Core Concepts

Before diving into advanced features, it helps to understand the building blocks that make cloud-share work. This page explains each concept at a level that will inform how you use the tool day-to-day.


Dev Tunnels

A Microsoft Dev Tunnel is an outbound HTTPS connection from the sender machine to Microsoft’s relay infrastructure. It creates a publicly accessible URL (e.g. https://abc123.devtunnels.ms) that proxies all requests back to the sender’s local port 5000.

Why this matters:

  • No port forwarding or firewall rules needed on the sender
  • The receiver only needs outbound HTTPS (port 443) — works from corporate networks, coffee shops, mobile hotspots
  • The tunnel is ephemeral — it exists only while the sender is running
  • Microsoft’s relay sees only encrypted HTTPS traffic; it cannot read the content

The devtunnel CLI manages tunnel creation and authentication. Cloud Share calls it automatically.


Secret tokens

Every time you start cloud-share-sender, it generates a fresh 12-character alphanumeric secret token (e.g. aB3kP9mQ2rTs). This secret serves two roles:

  1. Authentication — every API call to the sender includes ?secret=<token>. Requests without a valid secret are rejected with 401 Unauthorized.
  2. Encryption key material — the AES-256 encryption key is derived from this secret using SHA-256.

The secret is:

  • Generated randomly on each sender start
  • Never saved to disk
  • Never transmitted over the network in plaintext (it travels in HTTPS query parameters, encrypted by TLS)
  • Scoped to a single session — starting the sender again creates a new secret and invalidates the old one

⚠️ Warning: Share the secret through a separate secure channel (e.g.
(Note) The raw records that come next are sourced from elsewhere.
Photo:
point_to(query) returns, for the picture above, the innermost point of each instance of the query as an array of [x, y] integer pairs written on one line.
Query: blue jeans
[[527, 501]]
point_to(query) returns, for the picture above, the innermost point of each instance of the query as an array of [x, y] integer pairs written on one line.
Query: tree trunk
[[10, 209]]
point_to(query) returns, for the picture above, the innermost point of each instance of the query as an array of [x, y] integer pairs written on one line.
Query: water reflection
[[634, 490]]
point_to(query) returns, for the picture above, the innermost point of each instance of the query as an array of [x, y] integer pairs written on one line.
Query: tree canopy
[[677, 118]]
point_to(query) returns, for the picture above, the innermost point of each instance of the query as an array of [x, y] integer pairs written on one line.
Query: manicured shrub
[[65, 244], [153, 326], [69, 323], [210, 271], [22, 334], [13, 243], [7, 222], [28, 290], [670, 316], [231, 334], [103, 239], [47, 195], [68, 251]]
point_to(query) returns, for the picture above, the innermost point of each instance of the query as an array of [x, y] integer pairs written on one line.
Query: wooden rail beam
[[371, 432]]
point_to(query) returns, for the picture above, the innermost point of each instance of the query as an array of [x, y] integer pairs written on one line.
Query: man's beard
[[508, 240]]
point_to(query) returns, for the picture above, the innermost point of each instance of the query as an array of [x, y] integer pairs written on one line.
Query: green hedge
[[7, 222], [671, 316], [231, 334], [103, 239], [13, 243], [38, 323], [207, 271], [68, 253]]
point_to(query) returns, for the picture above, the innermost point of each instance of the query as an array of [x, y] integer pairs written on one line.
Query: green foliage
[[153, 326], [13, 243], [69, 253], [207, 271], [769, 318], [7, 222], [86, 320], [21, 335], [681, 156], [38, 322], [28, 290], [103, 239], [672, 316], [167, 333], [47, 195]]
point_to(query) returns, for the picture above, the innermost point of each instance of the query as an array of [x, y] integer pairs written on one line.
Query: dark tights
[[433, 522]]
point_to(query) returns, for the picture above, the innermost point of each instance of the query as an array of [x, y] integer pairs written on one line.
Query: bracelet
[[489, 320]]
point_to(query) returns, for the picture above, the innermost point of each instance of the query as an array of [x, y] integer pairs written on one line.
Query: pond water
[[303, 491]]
Signal, phone call). Anyone who has both the tunnel URL and the secret can receive your queued items.


AES-256-GCM encryption

Every item — text, file, or zip bundle — is encrypted before it leaves the sender’s memory using AES-256-GCM:

ComponentDetail
AlgorithmAES-256 in Galois/Counter Mode (GCM)
Key32 bytes derived from the secret via SHA-256
Nonce12 bytes, randomly generated per item
Authentication tag16 bytes, appended to ciphertext
EncodingNonce + ciphertext + tag, all base64-encoded for transport

GCM mode provides both confidentiality (no one can read the content) and authenticity (no one can tamper with the ciphertext without the tag becoming invalid).

See Encryption Architecture for the full technical breakdown.


The queue model

The sender maintains an in-memory queue of items waiting to be received. Items are added when you click Share/Upload in the sender UI. Each item has:

  • A unique ID (UUID)
  • A type (text, file, zip)
  • Encrypted content
  • A SHA-512 hash of the plaintext
  • A status (Queued, Received)

Items remain in the queue until they are received (downloaded by the receiver) or explicitly deleted. The queue is not persisted to disk — restarting the sender clears all queued items.

The receiver fetches item metadata from GET /queue?secret=X and downloads individual items from GET /item/{id}?secret=X.


SHA-512 hash verification

Before encrypting an item, the sender computes a SHA-512 hash of the plaintext content and stores it alongside the encrypted item. When the receiver downloads and decrypts an item, it:

  1. Decrypts the content using AES-256-GCM
  2. Computes SHA-512 of the decrypted plaintext
  3. Compares it to the hash provided by the sender using a constant-time comparison

If the hashes match → ✅ content is intact and untampered.

If the hashes do not match → ❌ the item is permanently deleted from the sender queue and an error is shown in the receiver UI. This prevents a corrupted or tampered item from being kept or retried silently.


Real-time updates (SSE)

The receiver maintains a persistent connection to the sender’s GET /events?secret=X endpoint, which streams Server-Sent Events (SSE). This means:

  • New items appear in the receiver queue instantly — no polling, no page refresh
  • When an item is received, its status updates everywhere in real time
  • When an item is deleted, it disappears from all connected receivers

If the SSE connection drops (network hiccup, tunnel reconnect), the receiver automatically reconnects after a 3-second backoff. A connection status badge in the UI shows whether the event stream is live.


Session memory

The receiver saves its last-used tunnel URL and secret to receiver-session.json in ~/AppData/CloudShare/. On the next run, it pre-fills these values so you do not have to type them again.

The sender saves your DevTunnels login (OAuth tokens) to preferences.json so you do not have to re-authenticate on every run.

Use cloud-share-sender --reset to clear the saved DevTunnels login and re-authenticate. Use cloud-share-receiver --no-prompt to skip the startup prompt entirely (useful in scripts when URL and secret are provided via flags).